The event lasts from 9 a.m. to 7 p.m. and consists of four-hour shifts for volunteers, though Seifert said she plans to volunteer the whole day as well as the extra days that follow, when volunteers make additional calls. The event also includes family activities and performances. Children are encouraged to participate and help reach the goal of 10,000 donors by bringing in their tzedakah boxes. Kosher meals and snacks will be available.
New this year, people will have an opportunity to participate and engage online with Super Sunday, Roth said.
There will be increased Federation- and user-generated content, and people will be encouraged to use the #JewishCleveland hashtag across social media platforms so that regardless of where someone is during Super Sunday, they’ll be able to see – and easily share – videos, pictures and other messages related to the campaign.
“We have expanded our digital capabilities, which include a wide range of shareable content for social media for volunteers to utilize when they join other people from across our diverse community,” said Roth, who attends Anshe Chesed Fairmount Temple in Beachwood. “It will help increase community participation in the campaign through peer-to-peer fundraising and solicitations within their own personal networks.”

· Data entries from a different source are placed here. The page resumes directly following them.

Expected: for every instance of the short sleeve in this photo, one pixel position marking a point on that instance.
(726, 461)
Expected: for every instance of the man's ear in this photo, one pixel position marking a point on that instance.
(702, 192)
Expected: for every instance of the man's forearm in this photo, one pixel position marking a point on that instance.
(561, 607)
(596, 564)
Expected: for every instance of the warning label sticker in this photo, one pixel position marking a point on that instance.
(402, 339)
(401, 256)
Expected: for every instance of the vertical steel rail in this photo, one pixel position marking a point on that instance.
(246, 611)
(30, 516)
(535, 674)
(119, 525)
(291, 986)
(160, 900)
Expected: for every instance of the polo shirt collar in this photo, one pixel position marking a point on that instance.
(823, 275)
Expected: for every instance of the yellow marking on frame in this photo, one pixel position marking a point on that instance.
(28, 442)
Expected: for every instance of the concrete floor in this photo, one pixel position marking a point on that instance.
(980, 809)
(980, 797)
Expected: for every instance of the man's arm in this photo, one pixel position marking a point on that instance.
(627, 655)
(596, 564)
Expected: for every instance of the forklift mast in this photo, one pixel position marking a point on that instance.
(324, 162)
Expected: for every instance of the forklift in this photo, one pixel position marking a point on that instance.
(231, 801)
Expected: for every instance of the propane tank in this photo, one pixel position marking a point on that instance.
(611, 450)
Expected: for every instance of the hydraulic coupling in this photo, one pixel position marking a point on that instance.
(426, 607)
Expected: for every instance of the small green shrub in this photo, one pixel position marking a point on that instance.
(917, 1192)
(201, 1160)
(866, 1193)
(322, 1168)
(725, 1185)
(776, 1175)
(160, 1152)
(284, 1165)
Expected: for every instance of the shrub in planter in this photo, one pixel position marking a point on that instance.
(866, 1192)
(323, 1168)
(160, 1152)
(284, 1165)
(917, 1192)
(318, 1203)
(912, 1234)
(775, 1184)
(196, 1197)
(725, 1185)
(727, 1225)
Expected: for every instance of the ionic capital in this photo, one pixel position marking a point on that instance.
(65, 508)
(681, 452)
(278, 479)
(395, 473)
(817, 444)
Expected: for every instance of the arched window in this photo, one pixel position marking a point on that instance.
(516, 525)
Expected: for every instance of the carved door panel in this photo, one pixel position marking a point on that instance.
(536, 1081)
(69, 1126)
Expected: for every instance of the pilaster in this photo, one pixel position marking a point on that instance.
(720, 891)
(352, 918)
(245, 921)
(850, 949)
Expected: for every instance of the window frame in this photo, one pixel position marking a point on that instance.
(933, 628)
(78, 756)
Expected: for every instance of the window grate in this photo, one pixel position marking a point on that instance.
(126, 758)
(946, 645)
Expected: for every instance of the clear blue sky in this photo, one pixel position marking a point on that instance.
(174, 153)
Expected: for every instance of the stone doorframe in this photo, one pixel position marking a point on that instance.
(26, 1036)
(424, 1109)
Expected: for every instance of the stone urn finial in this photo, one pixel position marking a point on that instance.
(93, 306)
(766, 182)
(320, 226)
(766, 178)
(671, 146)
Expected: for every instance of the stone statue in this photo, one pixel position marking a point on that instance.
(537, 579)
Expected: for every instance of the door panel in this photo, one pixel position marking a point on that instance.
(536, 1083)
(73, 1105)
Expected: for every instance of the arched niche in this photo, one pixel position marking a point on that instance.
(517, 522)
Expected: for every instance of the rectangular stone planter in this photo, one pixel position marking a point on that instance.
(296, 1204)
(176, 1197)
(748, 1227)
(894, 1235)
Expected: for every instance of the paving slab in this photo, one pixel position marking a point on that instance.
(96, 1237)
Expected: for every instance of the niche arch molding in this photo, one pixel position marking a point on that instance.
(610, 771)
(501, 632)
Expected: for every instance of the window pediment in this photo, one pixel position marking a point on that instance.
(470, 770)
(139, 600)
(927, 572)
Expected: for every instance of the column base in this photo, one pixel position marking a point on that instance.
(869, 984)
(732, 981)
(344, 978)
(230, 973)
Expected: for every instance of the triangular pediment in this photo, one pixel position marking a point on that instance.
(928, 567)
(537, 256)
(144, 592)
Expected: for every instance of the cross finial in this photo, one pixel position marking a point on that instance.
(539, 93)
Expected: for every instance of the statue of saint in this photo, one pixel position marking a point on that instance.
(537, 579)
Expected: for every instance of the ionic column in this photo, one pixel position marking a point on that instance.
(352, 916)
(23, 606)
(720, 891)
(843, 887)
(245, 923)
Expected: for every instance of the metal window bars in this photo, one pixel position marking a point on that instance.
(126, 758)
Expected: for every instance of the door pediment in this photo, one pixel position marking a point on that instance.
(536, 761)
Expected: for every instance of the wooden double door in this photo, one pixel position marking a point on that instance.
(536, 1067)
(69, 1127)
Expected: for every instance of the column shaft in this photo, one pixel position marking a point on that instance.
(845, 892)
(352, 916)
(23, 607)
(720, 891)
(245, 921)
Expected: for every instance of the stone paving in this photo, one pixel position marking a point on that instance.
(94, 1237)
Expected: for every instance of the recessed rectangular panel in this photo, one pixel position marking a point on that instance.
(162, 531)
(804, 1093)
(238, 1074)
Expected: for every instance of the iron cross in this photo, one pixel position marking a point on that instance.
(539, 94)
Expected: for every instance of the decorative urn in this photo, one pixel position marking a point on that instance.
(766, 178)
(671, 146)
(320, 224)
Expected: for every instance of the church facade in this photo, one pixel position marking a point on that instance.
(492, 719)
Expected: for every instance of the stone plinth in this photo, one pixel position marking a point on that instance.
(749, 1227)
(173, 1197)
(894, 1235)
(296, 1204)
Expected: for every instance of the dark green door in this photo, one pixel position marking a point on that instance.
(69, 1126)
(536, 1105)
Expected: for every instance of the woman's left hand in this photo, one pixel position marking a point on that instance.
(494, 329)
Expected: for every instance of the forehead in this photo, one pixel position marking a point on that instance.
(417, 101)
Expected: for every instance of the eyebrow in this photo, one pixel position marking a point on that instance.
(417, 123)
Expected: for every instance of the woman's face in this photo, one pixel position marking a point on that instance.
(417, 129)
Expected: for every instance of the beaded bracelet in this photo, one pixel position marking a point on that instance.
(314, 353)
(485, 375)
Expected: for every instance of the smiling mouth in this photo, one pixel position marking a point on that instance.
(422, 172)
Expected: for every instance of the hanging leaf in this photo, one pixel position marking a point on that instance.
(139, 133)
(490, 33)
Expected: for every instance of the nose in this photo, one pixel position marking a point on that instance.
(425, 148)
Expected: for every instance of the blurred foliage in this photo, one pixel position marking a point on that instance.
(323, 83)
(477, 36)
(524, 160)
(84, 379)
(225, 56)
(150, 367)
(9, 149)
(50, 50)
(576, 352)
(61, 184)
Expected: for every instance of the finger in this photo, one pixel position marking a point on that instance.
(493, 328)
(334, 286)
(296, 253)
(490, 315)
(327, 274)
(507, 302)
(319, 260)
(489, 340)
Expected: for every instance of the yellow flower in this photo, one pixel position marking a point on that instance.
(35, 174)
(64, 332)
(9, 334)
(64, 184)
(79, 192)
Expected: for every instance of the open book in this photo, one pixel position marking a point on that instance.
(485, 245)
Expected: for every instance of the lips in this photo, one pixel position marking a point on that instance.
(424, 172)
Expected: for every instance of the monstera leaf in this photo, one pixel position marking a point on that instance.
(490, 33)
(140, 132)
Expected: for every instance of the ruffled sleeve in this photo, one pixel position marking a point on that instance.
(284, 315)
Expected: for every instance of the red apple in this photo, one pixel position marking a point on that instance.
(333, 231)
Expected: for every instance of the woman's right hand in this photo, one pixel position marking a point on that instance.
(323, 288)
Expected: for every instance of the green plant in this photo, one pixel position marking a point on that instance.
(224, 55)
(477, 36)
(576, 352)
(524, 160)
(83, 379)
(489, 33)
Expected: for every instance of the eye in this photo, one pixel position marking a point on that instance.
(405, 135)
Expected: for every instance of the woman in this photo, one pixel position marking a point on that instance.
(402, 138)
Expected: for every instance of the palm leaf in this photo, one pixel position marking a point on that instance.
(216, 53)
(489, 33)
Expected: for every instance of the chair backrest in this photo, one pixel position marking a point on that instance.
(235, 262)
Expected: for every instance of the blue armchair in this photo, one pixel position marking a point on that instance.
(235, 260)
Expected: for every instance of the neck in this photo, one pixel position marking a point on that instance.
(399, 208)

Seifert, a member of B’nai Jeshurun Congregation in Pepper Pike, where she also volunteers, said she only donates to Jewish causes as there’s a greater number of non-Jews to give to secular causes – though that doesn’t stop her from donating her time to other causes, like the American Red Cross blood drives. While the Campaign for Jewish Needs helps support all Jewish causes, fighting anti-Semitism is among the issues she’s most passionate about.
“There is so much anti-Semitism going on around the world that they have to help us support the fight against anti-Semitism. That is extremely important because anti-Semitism has been bigger than ever,” she said. “That’s why other people can volunteer for blood drives doing registration. I think it’s so important to raise money for Federation and help fight anti-Semitism.”